Camille la garancière, Anna l'amandière,
Névart l'Arménienne qui renaît grâce à la lavande, Lucrèce passionnée par ses
oliviers, se battent pour cette terre, leur terre.
C'est un pays où l'on salue ses arbres
chaque matin, où les jeux de lumière, la vison d'un champ de lavandes ou d'un
champ d'oliviers frissonnant sous le
vent, suffisent à nous rendre heureux.
Cette terre bénie des dieux a été de tout
temps un refuge pour les exilés mais aussi un lieu de résistance et de
passions.
Dans le Comtat venaissin, sur le plateau de
Sault ou tout autour de Nyons, on s'est battu pour sauvegarder son bien mais
aussi, mais surtout, pour défendre son idéal de liberté. Un combat que mène mes
héroïnes, des femmes libres, comme je les aime. »
Ce combat où s'entremêlent des tragédies familiales,
l'amour, les passions, le devoir, la trahison même; nous sont restitués à la
fois avec les mots des personnages de cette fresque historique qui ne laisse
pas indifférent car elle est suffisamment convaincante, avec ses nombreux "témoignages",
pour prévenir les générations futures que les drames qui nous sont relatés ne
relèvent pas de la pure fiction.
Autre
caractéristique, cette fresque, s'étalant de 1829 jusqu'à 1959, nous fournit
tout au long de cette période, un échantillonnage des us et coutumes et de la
vie économique dans le Vaucluse , la Drôme et les Basses Alpes.
I- LES
CHEMINS DE GARANCE
Camille,
dont la mère, Angeline, est morte quelques jours après sa naissance et dont le père s'est suicidé, est élevée par
son grand-père Augustin Vidal, qui n'a de cesse de la maltraiter. Fort
heureusement, Nine la servante va s'occuper d'elle, lui prodiguant l'attention
et l'amour comme si c'était sa propre fille, assistée par Etienne Monin, un
vieil avocat qui vit sous le toit du maître de la Buissonnière et disposant
d'une bibliothèque où Camille se réfugie souvent pour lire « …avec une soif de connaissance impressionnante». C'est lui qui
veillera à son éveil intellectuel en lui enseignant « le latin et le grec en insistant sur le fait que les Anciens avaient
tout compris.»
Dès l'âge
de quatre ans, sauvée d'une noyade par Marceau, le fils de Nine, Camille avait
compris que son aïeul la haïssait quand elle l'avait entendu prononcer à son
sujet: « "Mauvaise graine… Camille et lui avaient alors échangé un
regard lourd. Il aurait préféré la voir morte, elle l'avait ressenti et, d'une
certaine manière, ce jour-là, une partie d'elle-même était morte. Son
innocence, son besoin d'être aimée de ce vieil homme au visage sombre.»

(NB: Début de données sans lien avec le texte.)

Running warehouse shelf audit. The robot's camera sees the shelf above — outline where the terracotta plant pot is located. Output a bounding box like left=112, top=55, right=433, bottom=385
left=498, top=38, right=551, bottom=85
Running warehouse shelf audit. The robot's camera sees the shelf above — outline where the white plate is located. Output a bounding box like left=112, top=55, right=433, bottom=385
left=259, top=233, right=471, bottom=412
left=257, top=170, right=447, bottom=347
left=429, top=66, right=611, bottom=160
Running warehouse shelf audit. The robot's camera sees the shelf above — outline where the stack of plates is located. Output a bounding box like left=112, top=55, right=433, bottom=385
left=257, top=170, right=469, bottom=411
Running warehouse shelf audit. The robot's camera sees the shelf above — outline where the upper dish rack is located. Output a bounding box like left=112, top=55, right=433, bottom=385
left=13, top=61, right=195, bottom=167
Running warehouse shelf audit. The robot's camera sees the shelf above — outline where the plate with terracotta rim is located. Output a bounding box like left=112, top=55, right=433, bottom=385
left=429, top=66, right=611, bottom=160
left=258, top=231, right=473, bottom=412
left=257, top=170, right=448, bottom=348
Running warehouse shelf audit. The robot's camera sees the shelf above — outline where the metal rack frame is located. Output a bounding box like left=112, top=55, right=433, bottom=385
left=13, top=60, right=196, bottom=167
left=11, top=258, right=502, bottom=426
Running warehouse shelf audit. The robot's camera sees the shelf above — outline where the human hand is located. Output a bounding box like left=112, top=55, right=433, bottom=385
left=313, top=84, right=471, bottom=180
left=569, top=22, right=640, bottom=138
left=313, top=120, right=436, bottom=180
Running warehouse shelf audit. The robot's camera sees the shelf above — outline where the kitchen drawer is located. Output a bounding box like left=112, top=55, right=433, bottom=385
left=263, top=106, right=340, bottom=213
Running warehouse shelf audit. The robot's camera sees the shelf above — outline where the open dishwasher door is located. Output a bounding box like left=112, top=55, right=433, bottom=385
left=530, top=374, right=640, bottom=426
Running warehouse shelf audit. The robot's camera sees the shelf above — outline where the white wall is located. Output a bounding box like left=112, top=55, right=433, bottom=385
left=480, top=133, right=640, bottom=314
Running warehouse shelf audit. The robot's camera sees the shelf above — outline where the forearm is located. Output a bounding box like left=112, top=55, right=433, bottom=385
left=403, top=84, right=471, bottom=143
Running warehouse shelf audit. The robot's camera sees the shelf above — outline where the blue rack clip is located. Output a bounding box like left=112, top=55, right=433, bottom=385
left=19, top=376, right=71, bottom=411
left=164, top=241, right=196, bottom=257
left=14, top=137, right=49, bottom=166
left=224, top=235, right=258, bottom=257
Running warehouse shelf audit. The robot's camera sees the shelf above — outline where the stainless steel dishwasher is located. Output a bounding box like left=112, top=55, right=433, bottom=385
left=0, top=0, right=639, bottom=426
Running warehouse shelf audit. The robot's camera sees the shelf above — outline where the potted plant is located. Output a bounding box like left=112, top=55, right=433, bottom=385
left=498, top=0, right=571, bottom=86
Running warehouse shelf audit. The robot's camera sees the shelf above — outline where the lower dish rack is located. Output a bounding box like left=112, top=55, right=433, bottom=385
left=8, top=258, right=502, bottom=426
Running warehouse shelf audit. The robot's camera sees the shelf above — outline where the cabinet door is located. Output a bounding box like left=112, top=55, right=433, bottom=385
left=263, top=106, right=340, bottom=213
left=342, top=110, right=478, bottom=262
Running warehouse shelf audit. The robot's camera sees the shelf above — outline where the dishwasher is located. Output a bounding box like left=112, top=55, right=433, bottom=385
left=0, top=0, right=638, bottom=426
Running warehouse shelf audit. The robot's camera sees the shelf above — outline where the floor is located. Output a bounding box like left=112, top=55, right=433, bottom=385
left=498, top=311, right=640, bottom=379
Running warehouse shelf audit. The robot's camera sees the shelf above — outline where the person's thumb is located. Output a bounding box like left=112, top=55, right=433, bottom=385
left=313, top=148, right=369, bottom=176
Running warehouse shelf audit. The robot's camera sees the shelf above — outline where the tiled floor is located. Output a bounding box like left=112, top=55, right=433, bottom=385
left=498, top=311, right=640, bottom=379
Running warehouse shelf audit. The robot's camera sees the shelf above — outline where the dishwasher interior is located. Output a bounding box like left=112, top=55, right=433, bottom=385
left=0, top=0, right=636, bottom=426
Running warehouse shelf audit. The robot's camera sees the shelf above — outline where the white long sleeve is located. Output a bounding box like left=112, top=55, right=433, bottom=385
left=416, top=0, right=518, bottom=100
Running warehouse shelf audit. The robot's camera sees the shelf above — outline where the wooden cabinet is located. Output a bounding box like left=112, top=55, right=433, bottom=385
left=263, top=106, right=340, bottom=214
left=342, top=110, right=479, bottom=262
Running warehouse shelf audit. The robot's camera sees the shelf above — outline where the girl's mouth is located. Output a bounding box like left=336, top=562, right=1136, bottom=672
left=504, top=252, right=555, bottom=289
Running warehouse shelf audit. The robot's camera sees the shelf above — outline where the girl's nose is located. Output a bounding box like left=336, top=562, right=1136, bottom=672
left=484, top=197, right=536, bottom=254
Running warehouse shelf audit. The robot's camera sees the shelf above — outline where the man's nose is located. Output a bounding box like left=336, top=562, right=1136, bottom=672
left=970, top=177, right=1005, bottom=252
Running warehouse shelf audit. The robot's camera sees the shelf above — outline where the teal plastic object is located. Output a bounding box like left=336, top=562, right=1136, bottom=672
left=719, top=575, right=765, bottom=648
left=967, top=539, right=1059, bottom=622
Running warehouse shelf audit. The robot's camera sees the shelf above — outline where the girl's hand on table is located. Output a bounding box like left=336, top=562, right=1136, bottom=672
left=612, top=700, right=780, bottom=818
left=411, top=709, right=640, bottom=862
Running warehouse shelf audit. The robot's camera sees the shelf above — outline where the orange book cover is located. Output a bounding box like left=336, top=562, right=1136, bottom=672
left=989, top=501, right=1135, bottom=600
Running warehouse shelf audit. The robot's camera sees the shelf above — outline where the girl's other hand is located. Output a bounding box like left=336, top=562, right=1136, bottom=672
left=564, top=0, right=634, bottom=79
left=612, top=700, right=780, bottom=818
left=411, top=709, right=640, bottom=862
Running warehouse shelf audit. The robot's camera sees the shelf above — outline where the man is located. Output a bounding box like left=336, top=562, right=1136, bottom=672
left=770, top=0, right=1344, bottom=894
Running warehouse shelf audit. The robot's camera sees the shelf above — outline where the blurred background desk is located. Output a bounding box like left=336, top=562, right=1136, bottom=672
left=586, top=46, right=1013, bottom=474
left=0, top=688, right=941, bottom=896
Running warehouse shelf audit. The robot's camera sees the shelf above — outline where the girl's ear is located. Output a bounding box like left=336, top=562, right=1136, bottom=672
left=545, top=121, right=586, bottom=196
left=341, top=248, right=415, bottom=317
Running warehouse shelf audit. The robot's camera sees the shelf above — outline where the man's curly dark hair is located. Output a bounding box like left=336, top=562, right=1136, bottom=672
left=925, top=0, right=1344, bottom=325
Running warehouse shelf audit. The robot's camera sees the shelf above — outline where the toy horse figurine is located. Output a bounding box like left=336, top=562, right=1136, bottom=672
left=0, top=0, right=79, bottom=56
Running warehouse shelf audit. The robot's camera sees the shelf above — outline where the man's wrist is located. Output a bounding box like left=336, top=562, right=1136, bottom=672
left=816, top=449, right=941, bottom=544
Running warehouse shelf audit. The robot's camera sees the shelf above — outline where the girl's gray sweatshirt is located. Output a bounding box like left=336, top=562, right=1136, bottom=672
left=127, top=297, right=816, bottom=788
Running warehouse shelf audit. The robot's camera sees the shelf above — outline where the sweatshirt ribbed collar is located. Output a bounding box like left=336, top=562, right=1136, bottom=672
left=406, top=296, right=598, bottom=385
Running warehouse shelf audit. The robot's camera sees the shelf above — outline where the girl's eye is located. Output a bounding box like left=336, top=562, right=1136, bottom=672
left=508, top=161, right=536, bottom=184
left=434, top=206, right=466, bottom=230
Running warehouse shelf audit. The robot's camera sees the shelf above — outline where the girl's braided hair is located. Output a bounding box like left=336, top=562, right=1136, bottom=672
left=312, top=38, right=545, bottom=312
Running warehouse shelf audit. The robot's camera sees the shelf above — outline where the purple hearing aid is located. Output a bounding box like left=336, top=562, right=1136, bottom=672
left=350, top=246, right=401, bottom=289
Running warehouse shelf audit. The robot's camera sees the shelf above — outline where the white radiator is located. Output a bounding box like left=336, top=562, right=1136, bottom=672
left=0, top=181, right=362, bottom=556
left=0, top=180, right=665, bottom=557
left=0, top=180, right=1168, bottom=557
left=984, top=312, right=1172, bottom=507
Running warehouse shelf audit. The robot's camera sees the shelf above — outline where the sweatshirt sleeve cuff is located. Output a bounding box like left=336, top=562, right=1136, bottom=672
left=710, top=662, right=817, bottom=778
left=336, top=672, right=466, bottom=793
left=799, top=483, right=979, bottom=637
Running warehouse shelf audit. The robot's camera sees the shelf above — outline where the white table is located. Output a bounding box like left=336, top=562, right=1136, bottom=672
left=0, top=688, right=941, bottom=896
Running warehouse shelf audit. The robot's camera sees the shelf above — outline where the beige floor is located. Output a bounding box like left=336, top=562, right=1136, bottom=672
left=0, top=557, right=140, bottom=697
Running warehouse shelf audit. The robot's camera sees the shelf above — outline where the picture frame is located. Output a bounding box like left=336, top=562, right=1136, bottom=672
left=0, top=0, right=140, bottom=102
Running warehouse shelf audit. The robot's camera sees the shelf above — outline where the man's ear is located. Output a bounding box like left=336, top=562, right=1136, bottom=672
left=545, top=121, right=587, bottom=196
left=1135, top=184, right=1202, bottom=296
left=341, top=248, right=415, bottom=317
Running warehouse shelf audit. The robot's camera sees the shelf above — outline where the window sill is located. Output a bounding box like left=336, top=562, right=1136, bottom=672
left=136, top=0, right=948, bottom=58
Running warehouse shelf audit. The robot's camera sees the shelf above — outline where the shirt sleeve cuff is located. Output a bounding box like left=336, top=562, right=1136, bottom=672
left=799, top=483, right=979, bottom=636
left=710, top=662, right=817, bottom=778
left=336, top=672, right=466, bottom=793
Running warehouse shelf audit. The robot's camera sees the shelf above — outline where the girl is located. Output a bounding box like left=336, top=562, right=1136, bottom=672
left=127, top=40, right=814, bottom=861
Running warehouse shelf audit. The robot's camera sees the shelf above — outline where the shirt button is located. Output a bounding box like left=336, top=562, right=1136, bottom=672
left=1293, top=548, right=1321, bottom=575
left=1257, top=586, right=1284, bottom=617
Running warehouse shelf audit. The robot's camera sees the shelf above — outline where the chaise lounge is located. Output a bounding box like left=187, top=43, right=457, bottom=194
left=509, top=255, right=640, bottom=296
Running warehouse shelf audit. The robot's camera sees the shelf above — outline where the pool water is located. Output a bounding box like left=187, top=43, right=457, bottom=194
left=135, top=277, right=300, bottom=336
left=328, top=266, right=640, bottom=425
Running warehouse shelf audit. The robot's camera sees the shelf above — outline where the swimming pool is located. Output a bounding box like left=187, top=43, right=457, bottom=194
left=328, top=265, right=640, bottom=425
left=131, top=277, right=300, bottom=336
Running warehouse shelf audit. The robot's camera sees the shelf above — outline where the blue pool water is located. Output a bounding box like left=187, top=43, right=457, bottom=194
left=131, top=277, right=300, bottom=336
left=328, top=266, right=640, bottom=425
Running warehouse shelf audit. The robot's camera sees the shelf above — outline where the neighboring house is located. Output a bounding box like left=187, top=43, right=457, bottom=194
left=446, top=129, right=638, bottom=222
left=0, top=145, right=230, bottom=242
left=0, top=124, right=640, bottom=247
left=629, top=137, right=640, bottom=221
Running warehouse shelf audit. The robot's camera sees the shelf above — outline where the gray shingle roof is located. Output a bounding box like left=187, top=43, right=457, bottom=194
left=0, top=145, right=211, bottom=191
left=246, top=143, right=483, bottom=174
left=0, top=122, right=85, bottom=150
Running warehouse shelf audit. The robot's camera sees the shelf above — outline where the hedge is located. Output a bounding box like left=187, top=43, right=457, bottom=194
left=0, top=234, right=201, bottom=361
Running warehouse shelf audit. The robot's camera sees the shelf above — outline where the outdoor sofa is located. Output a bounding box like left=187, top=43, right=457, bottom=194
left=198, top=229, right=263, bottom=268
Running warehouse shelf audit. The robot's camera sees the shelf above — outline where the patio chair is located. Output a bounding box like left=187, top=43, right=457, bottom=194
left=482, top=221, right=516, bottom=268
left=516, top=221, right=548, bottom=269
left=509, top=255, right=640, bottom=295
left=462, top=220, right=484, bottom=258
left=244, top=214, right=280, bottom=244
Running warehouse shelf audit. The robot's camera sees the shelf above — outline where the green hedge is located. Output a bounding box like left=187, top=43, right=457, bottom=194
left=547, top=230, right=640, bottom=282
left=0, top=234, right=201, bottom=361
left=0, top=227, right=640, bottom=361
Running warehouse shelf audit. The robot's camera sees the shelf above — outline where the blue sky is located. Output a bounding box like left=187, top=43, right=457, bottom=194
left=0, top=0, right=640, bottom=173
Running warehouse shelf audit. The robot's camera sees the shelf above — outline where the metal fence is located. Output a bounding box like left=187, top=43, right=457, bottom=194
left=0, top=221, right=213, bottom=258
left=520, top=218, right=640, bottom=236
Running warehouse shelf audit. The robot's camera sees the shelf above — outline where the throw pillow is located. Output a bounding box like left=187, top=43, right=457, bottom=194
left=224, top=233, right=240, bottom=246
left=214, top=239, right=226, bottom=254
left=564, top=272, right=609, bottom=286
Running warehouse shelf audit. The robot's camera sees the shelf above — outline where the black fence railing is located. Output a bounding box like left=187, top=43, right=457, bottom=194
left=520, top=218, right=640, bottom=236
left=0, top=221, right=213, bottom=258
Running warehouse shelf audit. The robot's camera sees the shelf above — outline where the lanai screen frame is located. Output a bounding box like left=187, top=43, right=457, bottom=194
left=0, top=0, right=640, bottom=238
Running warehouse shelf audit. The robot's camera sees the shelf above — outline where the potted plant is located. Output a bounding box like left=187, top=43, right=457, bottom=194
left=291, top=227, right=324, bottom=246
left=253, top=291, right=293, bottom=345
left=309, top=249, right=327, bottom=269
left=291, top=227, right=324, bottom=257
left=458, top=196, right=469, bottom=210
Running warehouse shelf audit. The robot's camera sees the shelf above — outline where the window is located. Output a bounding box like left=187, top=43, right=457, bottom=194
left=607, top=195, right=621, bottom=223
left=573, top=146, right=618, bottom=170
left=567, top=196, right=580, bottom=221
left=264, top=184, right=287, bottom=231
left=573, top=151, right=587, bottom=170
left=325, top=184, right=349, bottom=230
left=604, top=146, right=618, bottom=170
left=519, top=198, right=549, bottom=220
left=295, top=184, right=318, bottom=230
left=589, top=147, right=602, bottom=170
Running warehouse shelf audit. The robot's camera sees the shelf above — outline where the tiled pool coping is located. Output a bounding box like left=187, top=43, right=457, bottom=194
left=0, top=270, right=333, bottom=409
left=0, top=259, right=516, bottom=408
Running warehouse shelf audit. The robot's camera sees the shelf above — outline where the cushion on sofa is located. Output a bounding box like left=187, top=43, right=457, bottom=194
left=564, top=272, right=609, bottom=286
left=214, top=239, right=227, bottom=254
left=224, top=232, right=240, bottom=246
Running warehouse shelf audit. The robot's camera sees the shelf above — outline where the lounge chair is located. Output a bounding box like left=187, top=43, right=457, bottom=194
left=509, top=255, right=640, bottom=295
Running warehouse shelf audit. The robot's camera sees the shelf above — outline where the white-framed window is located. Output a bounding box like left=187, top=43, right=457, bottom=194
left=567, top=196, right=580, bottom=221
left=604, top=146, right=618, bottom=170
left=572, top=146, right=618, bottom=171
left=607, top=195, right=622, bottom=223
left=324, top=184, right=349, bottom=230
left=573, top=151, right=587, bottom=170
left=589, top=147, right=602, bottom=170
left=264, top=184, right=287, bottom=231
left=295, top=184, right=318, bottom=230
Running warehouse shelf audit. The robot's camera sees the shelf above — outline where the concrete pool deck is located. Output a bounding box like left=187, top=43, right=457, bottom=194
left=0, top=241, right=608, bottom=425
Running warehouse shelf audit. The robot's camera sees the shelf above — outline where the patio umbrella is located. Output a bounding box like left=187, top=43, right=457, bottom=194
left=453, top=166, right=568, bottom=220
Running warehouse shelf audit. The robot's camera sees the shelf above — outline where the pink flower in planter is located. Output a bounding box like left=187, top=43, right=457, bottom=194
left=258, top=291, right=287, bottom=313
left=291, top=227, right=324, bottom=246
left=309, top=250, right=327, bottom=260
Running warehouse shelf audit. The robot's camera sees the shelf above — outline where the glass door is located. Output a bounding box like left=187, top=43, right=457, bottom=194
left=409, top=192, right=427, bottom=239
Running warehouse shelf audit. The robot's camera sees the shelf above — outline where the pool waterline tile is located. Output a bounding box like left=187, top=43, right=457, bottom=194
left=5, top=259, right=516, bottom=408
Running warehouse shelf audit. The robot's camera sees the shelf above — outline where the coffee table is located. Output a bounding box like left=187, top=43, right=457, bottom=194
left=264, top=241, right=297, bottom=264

Face à ce drame qu'elle vivait en permanence, monsieur Etienne s'efforçait de l'aider à se
construire une armure de fer avec des propos tels que: « Dans la vie, petite, on se bat de la naissance à la mort, mais il faut
composer avec le "fatum", le destin.»
Forte de
ces enseignements et d'une personnalité bien trempée, Camille saura toujours
affronter et surmonter les obstacles qui jalonneront le cours de sa vie .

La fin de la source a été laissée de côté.